Tanda dan Cara Mengatasi Emotional Eating
Banyak orang mengira ngemil saat stres atau sedang senang hanyalah kebiasaan kecil yang wajar. Padahal, jika dilakukan berulang, pola ini bisa berubah menjadi masalah yang berdampak pada kesehatan. Bukan karena tubuh benar-benar lapar, melainkan karena emosi yang sedang tidak stabil.

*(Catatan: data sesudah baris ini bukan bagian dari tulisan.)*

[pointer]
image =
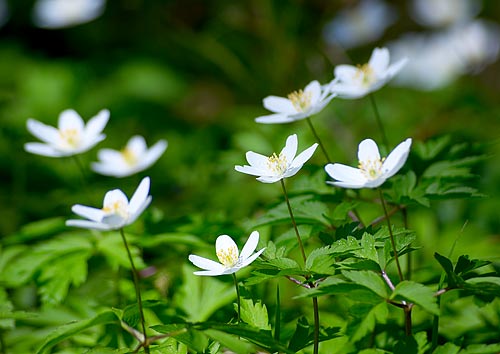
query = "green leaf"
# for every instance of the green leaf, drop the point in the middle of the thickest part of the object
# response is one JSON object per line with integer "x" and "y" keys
{"x": 255, "y": 314}
{"x": 369, "y": 280}
{"x": 71, "y": 329}
{"x": 418, "y": 294}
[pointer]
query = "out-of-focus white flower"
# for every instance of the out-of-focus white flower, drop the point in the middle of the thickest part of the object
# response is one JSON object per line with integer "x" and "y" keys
{"x": 476, "y": 43}
{"x": 444, "y": 13}
{"x": 299, "y": 104}
{"x": 229, "y": 257}
{"x": 117, "y": 211}
{"x": 358, "y": 81}
{"x": 372, "y": 171}
{"x": 362, "y": 24}
{"x": 276, "y": 167}
{"x": 135, "y": 157}
{"x": 71, "y": 137}
{"x": 66, "y": 13}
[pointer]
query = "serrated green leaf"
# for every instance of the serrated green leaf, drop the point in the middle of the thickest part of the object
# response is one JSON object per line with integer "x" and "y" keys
{"x": 418, "y": 294}
{"x": 369, "y": 280}
{"x": 255, "y": 314}
{"x": 67, "y": 331}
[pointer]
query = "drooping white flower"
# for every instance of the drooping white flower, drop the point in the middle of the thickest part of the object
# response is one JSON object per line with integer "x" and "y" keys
{"x": 117, "y": 211}
{"x": 361, "y": 24}
{"x": 372, "y": 171}
{"x": 276, "y": 167}
{"x": 298, "y": 105}
{"x": 135, "y": 157}
{"x": 66, "y": 13}
{"x": 444, "y": 13}
{"x": 358, "y": 81}
{"x": 70, "y": 138}
{"x": 229, "y": 257}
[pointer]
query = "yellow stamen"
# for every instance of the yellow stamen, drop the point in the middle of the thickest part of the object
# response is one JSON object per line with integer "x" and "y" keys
{"x": 301, "y": 100}
{"x": 228, "y": 256}
{"x": 277, "y": 163}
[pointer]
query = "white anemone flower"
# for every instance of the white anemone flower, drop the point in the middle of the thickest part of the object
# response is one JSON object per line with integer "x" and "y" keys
{"x": 372, "y": 170}
{"x": 358, "y": 81}
{"x": 298, "y": 105}
{"x": 70, "y": 138}
{"x": 276, "y": 167}
{"x": 135, "y": 157}
{"x": 54, "y": 14}
{"x": 229, "y": 257}
{"x": 117, "y": 212}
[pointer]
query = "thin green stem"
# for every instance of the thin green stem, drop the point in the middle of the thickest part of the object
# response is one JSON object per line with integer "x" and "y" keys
{"x": 379, "y": 121}
{"x": 301, "y": 246}
{"x": 237, "y": 296}
{"x": 137, "y": 290}
{"x": 393, "y": 243}
{"x": 316, "y": 325}
{"x": 318, "y": 140}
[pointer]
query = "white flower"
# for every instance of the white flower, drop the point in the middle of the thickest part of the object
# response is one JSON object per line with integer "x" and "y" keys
{"x": 71, "y": 137}
{"x": 135, "y": 157}
{"x": 358, "y": 81}
{"x": 66, "y": 13}
{"x": 117, "y": 211}
{"x": 276, "y": 167}
{"x": 299, "y": 104}
{"x": 372, "y": 170}
{"x": 229, "y": 257}
{"x": 361, "y": 24}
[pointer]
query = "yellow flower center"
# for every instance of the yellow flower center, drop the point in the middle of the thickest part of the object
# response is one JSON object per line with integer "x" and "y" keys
{"x": 129, "y": 156}
{"x": 277, "y": 164}
{"x": 371, "y": 169}
{"x": 365, "y": 74}
{"x": 117, "y": 207}
{"x": 71, "y": 137}
{"x": 301, "y": 100}
{"x": 228, "y": 256}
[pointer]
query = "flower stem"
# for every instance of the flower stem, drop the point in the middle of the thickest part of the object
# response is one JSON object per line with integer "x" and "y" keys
{"x": 393, "y": 243}
{"x": 137, "y": 290}
{"x": 301, "y": 246}
{"x": 318, "y": 139}
{"x": 237, "y": 297}
{"x": 379, "y": 121}
{"x": 316, "y": 325}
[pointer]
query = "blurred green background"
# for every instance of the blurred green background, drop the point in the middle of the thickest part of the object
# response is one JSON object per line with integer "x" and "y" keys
{"x": 195, "y": 73}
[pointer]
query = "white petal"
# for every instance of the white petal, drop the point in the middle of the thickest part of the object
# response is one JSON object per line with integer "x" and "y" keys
{"x": 69, "y": 119}
{"x": 252, "y": 258}
{"x": 86, "y": 224}
{"x": 290, "y": 149}
{"x": 90, "y": 213}
{"x": 96, "y": 124}
{"x": 250, "y": 245}
{"x": 205, "y": 263}
{"x": 43, "y": 150}
{"x": 396, "y": 158}
{"x": 314, "y": 89}
{"x": 274, "y": 119}
{"x": 345, "y": 173}
{"x": 279, "y": 105}
{"x": 43, "y": 132}
{"x": 304, "y": 156}
{"x": 257, "y": 160}
{"x": 224, "y": 242}
{"x": 115, "y": 196}
{"x": 140, "y": 196}
{"x": 379, "y": 61}
{"x": 368, "y": 151}
{"x": 249, "y": 170}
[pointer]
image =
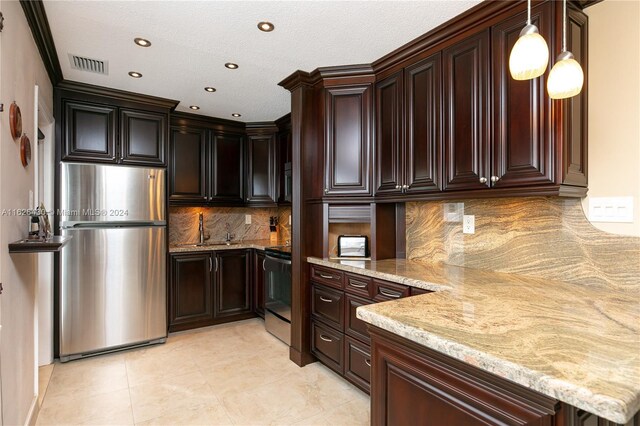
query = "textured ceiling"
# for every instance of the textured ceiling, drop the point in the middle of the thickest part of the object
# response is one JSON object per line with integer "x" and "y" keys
{"x": 192, "y": 40}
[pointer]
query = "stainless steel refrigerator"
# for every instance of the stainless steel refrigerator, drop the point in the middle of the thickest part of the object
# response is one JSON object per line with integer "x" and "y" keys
{"x": 113, "y": 270}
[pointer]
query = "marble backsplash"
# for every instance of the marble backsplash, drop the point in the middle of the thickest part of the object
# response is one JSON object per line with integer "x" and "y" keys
{"x": 547, "y": 237}
{"x": 183, "y": 223}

Kondisi inilah yang dikenal sebagai emotional eating.
Reisi Nurdiani dari IPB University menjelaskan, emotional eating adalah perilaku makan yang dipicu emosi, bukan kebutuhan fisik. Saat tekanan psikologis meningkat, makanan kerap dijadikan pelarian. Jika terus dibiarkan, kebiasaan ini dapat memicu kenaikan berat badan hingga meningkatkan risiko obesitas dan penyakit degeneratif.
Ketika makanan jadi pelarian emosi
Masalah utama dari emotional eating adalah dorongan makan yang muncul bukan karena perut kosong, melainkan karena ingin meredakan rasa tidak nyaman. Sebagian orang mencari makanan tertentu sebagai bentuk hiburan atau pengalih perhatian dari stres, cemas, sedih, bahkan rasa bosan.

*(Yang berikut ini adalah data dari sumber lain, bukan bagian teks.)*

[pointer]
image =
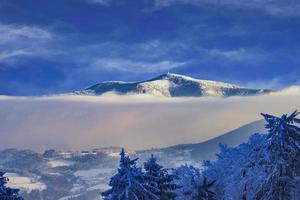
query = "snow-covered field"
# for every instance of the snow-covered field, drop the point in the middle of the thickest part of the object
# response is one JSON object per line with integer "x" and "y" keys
{"x": 25, "y": 183}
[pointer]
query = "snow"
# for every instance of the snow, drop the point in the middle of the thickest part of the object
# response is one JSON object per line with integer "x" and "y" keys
{"x": 24, "y": 183}
{"x": 171, "y": 85}
{"x": 59, "y": 163}
{"x": 92, "y": 174}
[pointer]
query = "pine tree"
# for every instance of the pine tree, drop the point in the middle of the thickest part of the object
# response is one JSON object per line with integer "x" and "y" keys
{"x": 282, "y": 162}
{"x": 159, "y": 178}
{"x": 129, "y": 183}
{"x": 204, "y": 190}
{"x": 7, "y": 193}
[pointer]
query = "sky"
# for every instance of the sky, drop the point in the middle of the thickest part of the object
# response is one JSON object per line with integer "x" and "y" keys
{"x": 57, "y": 46}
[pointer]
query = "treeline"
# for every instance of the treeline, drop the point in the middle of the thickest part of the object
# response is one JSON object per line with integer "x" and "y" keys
{"x": 267, "y": 167}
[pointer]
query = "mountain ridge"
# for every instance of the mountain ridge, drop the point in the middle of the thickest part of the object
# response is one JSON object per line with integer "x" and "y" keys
{"x": 172, "y": 85}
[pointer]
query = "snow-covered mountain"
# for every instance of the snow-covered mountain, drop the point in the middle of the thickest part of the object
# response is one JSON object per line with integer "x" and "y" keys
{"x": 172, "y": 85}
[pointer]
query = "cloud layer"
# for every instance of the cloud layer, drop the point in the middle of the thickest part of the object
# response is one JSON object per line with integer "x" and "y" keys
{"x": 135, "y": 122}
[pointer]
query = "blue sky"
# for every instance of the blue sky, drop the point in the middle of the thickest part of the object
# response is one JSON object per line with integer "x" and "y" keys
{"x": 64, "y": 45}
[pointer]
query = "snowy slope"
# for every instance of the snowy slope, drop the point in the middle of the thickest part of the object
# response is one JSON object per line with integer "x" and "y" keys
{"x": 207, "y": 150}
{"x": 172, "y": 85}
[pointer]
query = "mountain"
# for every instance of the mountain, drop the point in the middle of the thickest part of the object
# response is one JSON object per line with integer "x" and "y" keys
{"x": 172, "y": 85}
{"x": 67, "y": 175}
{"x": 207, "y": 150}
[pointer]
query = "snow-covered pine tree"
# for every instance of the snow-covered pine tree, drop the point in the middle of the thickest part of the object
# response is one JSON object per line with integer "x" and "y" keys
{"x": 129, "y": 183}
{"x": 282, "y": 162}
{"x": 193, "y": 185}
{"x": 7, "y": 193}
{"x": 159, "y": 178}
{"x": 267, "y": 167}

Dalam jangka panjang, pola seperti ini membuat seseorang lebih sulit mengenali sinyal lapar yang sebenarnya. Akibatnya, porsi makan bisa sulit dikendalikan dan kebiasaan makan berlebihan menjadi lebih mudah terjadi.
Tanda-tanda emotional eating yang perlu dikenali
Beberapa ciri emotional eating cukup mudah dikenali. Misalnya, seseorang makan tanpa merasa lapar, sulit berhenti sebelum porsi habis, atau tiba-tiba sangat menginginkan makanan tertentu. Setelah makan, muncul rasa bersalah, tetapi kebiasaan itu tetap berulang.
Remaja dan dewasa muda disebut lebih rentan mengalami pola ini. Tekanan akademis, sosial, dan tuntutan lingkungan kerap membuat mereka lebih sering mencari kenyamanan dari makanan. Karena itu, penting untuk peka terhadap pola makan yang mulai dipengaruhi kondisi emosional.
Cara mengatasinya tanpa mengandalkan makanan
Langkah pertama untuk mengatasi emotional eating adalah mengenali emosi yang sedang dirasakan. Saat dorongan makan muncul, cobalah berhenti sejenak dan tanyakan apakah tubuh benar-benar lapar atau hanya sedang mencari pelampiasan. Dari sini, seseorang bisa mulai membedakan kebutuhan fisik dan dorongan emosional.
Pengelolaan emosi juga menjadi kunci. Aktivitas seperti olahraga, meditasi, atau berbicara dengan orang terdekat dapat membantu meredakan tekanan. Di sisi lain, pola makan sehat dan praktik mindful eating bisa membantu seseorang lebih sadar terhadap pilihan makanan dan mengurangi kebiasaan makan karena emosi.
Dengan langkah-langkah itu, dampak negatif emotional eating bisa ditekan, sementara kontrol terhadap pola makan dan kesehatan tubuh tetap terjaga.